EVとしての新鮮味はモデル3が断トツ
仮想日帰りドライブのスタートは、そんな最初から好感度の高いモデル3から始めた。テスラでは初の本格量産車となるモデル3は、EQCやIペイスに対して身近な価格も魅力のひとつ。今回の個体は最上級のパフォーマンスということで高価だが、ベーシック版のスタンダードレンジ・プラスなら511万円からテスラとの生活を始めることができる。
一方、EVとしての性能は間違いなく一線級だ。パフォーマンスの航続距離は、今回の3車では頭抜けた530km。0→100km/h加速はリアルスポーツに匹敵する3.4秒をマークする。また、ロングレンジと名付けられた仕様なら航続距離は兄貴分のモデルSに近い560kmまで伸びる。
だが、そうしたスペック以上に印象的なのはテスラ流ともいうべき新鮮味に溢れた随所の仕立てだ。“走るタブレット”とでも表現したくなるインパネ回りは、到底既存の自動車メーカーでは採用に踏み切れない思い切った作り。乗り込めば起動すら自動という大胆さは、エンジンキーが当然の昭和生まれには衝撃的ですらある。
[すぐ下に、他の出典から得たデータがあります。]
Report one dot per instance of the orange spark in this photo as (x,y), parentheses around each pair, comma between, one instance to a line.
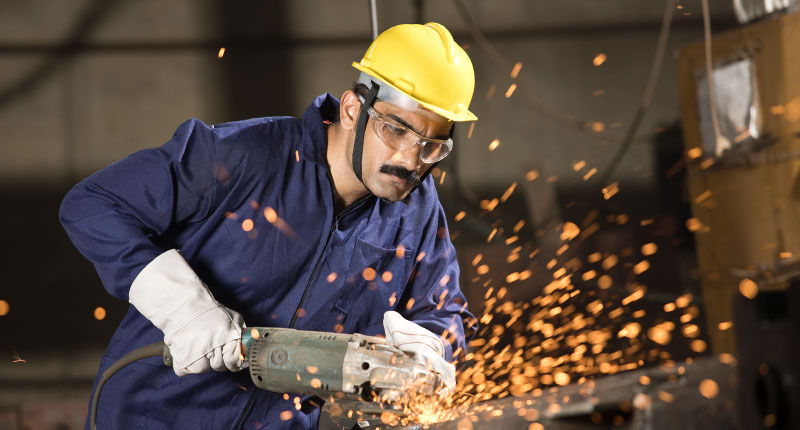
(599,59)
(748,288)
(510,90)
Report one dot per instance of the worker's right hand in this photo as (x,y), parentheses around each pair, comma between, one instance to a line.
(201,333)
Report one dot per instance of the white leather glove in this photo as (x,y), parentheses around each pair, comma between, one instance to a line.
(425,347)
(201,333)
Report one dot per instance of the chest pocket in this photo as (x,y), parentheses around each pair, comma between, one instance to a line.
(376,278)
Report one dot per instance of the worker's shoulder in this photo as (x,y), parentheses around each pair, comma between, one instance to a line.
(263,130)
(260,130)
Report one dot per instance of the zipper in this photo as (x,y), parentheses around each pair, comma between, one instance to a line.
(334,224)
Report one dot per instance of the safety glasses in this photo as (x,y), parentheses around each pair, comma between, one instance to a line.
(399,137)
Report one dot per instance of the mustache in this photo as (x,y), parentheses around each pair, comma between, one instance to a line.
(409,176)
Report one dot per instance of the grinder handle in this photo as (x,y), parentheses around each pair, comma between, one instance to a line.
(249,335)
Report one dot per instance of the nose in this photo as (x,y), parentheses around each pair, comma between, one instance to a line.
(408,159)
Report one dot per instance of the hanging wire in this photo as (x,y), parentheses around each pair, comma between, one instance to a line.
(647,96)
(505,65)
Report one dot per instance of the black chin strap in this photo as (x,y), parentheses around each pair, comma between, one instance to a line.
(361,127)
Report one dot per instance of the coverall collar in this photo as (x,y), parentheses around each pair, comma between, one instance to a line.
(322,111)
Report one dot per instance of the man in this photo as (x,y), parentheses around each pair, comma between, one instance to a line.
(320,223)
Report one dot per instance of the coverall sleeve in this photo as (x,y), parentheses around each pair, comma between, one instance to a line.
(117,217)
(436,301)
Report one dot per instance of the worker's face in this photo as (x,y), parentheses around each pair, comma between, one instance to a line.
(390,173)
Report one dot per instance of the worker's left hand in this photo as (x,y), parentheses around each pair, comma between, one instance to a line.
(425,347)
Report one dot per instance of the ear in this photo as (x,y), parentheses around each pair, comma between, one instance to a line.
(349,108)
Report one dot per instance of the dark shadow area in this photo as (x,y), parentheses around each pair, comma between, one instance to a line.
(258,77)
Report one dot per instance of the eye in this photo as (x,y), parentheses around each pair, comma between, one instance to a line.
(395,130)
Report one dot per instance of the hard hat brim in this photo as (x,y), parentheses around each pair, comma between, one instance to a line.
(458,117)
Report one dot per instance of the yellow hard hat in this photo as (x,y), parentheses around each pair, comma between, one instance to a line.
(424,63)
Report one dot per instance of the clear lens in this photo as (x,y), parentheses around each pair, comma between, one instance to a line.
(400,138)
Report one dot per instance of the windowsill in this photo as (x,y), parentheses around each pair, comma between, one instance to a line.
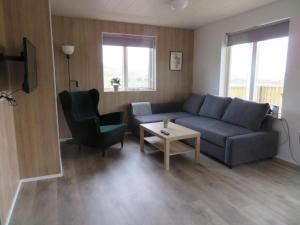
(130,90)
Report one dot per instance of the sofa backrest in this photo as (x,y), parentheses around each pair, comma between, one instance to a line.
(246,113)
(141,108)
(166,107)
(214,106)
(193,103)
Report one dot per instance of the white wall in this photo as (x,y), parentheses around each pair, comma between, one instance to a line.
(209,61)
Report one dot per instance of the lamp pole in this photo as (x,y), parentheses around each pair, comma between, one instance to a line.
(68,50)
(69,74)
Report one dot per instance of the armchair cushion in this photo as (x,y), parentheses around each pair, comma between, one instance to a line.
(111,118)
(109,128)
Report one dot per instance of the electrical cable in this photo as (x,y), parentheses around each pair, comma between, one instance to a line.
(9,97)
(286,128)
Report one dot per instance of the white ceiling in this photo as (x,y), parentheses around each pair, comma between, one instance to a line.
(155,12)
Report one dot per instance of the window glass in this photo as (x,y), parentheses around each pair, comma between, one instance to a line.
(240,70)
(113,67)
(139,67)
(270,70)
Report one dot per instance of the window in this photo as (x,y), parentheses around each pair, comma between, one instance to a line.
(130,58)
(257,63)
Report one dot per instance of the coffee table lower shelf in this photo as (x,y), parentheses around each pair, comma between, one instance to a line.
(176,147)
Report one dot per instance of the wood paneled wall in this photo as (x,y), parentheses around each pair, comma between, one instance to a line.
(35,115)
(86,63)
(9,168)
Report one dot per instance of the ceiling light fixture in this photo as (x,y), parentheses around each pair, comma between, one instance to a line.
(178,4)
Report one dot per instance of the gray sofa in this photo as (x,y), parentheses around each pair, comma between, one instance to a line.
(233,131)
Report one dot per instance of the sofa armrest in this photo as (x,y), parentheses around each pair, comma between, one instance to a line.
(111,118)
(251,147)
(267,123)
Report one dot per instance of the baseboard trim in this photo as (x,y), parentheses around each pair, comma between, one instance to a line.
(64,139)
(26,180)
(12,206)
(52,176)
(287,163)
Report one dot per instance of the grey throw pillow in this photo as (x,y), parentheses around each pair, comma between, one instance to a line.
(246,114)
(193,103)
(214,106)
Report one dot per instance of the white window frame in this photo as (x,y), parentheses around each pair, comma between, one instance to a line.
(152,69)
(252,86)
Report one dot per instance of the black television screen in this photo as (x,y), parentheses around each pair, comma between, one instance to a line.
(30,77)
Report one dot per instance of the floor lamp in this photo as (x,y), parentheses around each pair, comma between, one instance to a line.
(68,50)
とはいえ、モデル3は奇抜なだけではない。取材前日に確認済みだったが、クルマとしての性能もスペック通り。前後にモーターを配したモデル3パフォーマンスの動力性能は、まさに高性能EVそのもの。スポーツモード時の加速は、一瞬血の気が引くほどの強烈さ。EVならではの低重心設計と良好な前後重量配分、強固な骨格と相まって絶対的な操縦性もハイレベルだ。また、非公開だが容量が少なくないはずのバッテリーを床下に収めながら実用的なセダンを成立させている点も、モデル3の非凡な部分といえる。